Her brow furrowed but only for a moment. “Your pocket! Your right pocket—what are you carrying in there, pray? More sticky berries?”
With a hitch in his breathing, Nicholas recalled exactly what nestled inside his pocket. His bandaged left palm recalled as well. “I intended to give it to you last night. Had every plan to—but…”
“But my blasted father intervened.”
“And never will again,” he vowed.
“Well then…” Her excitement was palatable. “If not berries, then what?”
“I was touched by how you admired the Nativity pieces, how you saw them with your fingers. I wanted to give you…” He floundered, the precise words distant from his lips.
“A Nativity scene?” she asked in confusion.

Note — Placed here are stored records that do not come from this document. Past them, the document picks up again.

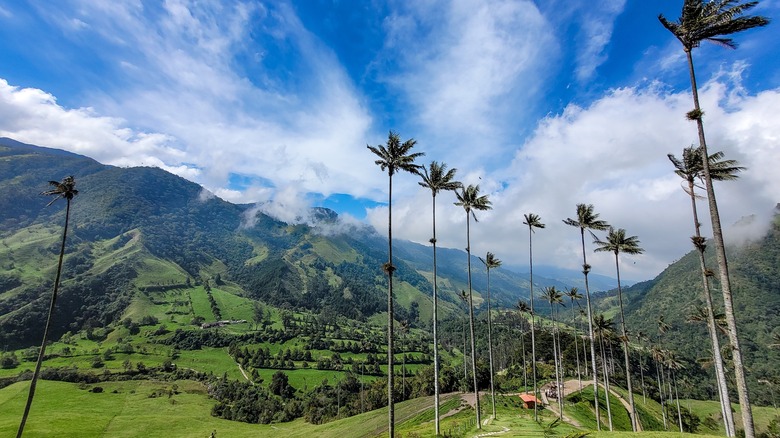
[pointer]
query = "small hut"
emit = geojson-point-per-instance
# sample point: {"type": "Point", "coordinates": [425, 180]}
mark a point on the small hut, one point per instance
{"type": "Point", "coordinates": [529, 401]}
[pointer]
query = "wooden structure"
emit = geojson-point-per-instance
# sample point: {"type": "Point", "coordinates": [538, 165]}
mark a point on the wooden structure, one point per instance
{"type": "Point", "coordinates": [529, 401]}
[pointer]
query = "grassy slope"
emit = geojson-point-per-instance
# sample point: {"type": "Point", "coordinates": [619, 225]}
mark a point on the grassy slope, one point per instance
{"type": "Point", "coordinates": [144, 408]}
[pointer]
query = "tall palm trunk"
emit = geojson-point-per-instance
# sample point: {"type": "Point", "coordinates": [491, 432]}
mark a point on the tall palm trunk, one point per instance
{"type": "Point", "coordinates": [471, 322]}
{"type": "Point", "coordinates": [677, 400]}
{"type": "Point", "coordinates": [490, 351]}
{"type": "Point", "coordinates": [720, 252]}
{"type": "Point", "coordinates": [658, 375]}
{"type": "Point", "coordinates": [435, 327]}
{"type": "Point", "coordinates": [585, 271]}
{"type": "Point", "coordinates": [634, 417]}
{"type": "Point", "coordinates": [720, 374]}
{"type": "Point", "coordinates": [576, 348]}
{"type": "Point", "coordinates": [42, 352]}
{"type": "Point", "coordinates": [642, 375]}
{"type": "Point", "coordinates": [525, 369]}
{"type": "Point", "coordinates": [533, 324]}
{"type": "Point", "coordinates": [558, 362]}
{"type": "Point", "coordinates": [606, 380]}
{"type": "Point", "coordinates": [390, 316]}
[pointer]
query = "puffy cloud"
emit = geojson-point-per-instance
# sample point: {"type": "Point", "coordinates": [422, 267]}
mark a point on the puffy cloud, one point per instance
{"type": "Point", "coordinates": [613, 154]}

“Nothing so elaborate.” Attempting to maneuver his handmade gift out of the opening—and past the sash he’d stuffed in there earlier—while snuggling his lover-to-be only muddled his tongue further. “’Tis a token of my regard. A trifling token? Regard? No…that’s not the right of it. ’Tis a representation of… Representation? Nay, not that either!” He swore. Swore again when the seam of his pocket ripped, but he finally placed the rudimentary carving into her safekeeping. “Blast! I’m sounding like a puffed-up prig. It’s a symbol, one that conveys my lo—”
She stopped his ramblings with a hand to his mouth—this time her accuracy was impeccable. Her eyes glittered brightly, her smile so wide he couldn’t believe his fortune…that this beautiful, fey creature who’d taught him so much just with her presence would be his helpmeet, his partner throughout life. The mother of his children.
“Aye?” he mumbled beneath her fingertips.
Her other hand, he saw, now lay completely still upon his gift, after an eager exploration to determine its shape. “A heart…you gave me your heart!”
He kissed her fingers and brought her hand down so he could place it atop that very organ. “Aye, and it only took me four attempts to make the thing. Four attempts and it’s still skewed to London and back. If only I’d had more time—”
“None needed! I love this one.” She flipped over the lopsided heart and traced its outline with her thumb then flung herself against his chest. Her arms a vise about his neck, her lips at his ear, she vowed, “It’s absolutely perfect! Perfect. As are you.”
He hauled her body even closer. “Oh aye—foible-ridden Nicky’s perfect.”
“For me you are.”
And he was.
Chapter Nine
The Festivities Take an Intimate Turn
A few weeks later…
“I like what you’ve done here,” Nicholas told his new wife when he found her sitting at her dressing table on their first full night at Frostwood Hall.
Her sable hair was brushed to a silky sheen, her hands strangling the handle of a boar’s-hair brush so tightly it was a wonder it didn’t squeal.
He knew the flush on her cheeks didn’t have a damn thing to do with the nip in the air but had everything to do with them spending the night together as husband and wife.
Indeed, the room little resembled the dragon’s lair he recalled from childhood, Isabella’s belongings giving it a homey atmosphere he would have found inviting any other time.
But not tonight.
He came up behind her and placed his hands lightly on her shoulders, rubbed his thumbs delicately on the skin of her nape. “Like what you’ve done with the pictures especially.”
Framed miniatures graced a far side of the circular table, one of Althea and one of Isabella’s mother, both faces gazing contentedly from the painted portraits.
She tensed beneath his touch and released the hairbrush with a clatter. But the mirror reflected the peaceful smile curving her lips when she stretched one arm to locate then trace the base of each frame. “Lizzie’s idea. She told me they’d be watching over me whether I could see them or not.”
Lizzie. The maid who had taken such care of his beloved at Redford Manor. After speaking to Ed, Nicholas had enticed her away, even sent her ahead to prepare the rooms and corridors, granting Lizzie authority to direct the other servants in the placement of furniture and anything else she thought might prove helpful in giving Isabella as much freedom as possible. Smart decision, that.
He’d been making a lot of those since meeting his beautiful, nervous-as-hell bride little more than a month ago. “I think she has the right of it. But come now…”
With a touch so gentle it wouldn’t break a bubble, he encouraged Isabella to stand and turned her to face him. A fine trembling had taken hold of her limbs. “Well, my lady, are you quite ready to spend your first night in your new home?”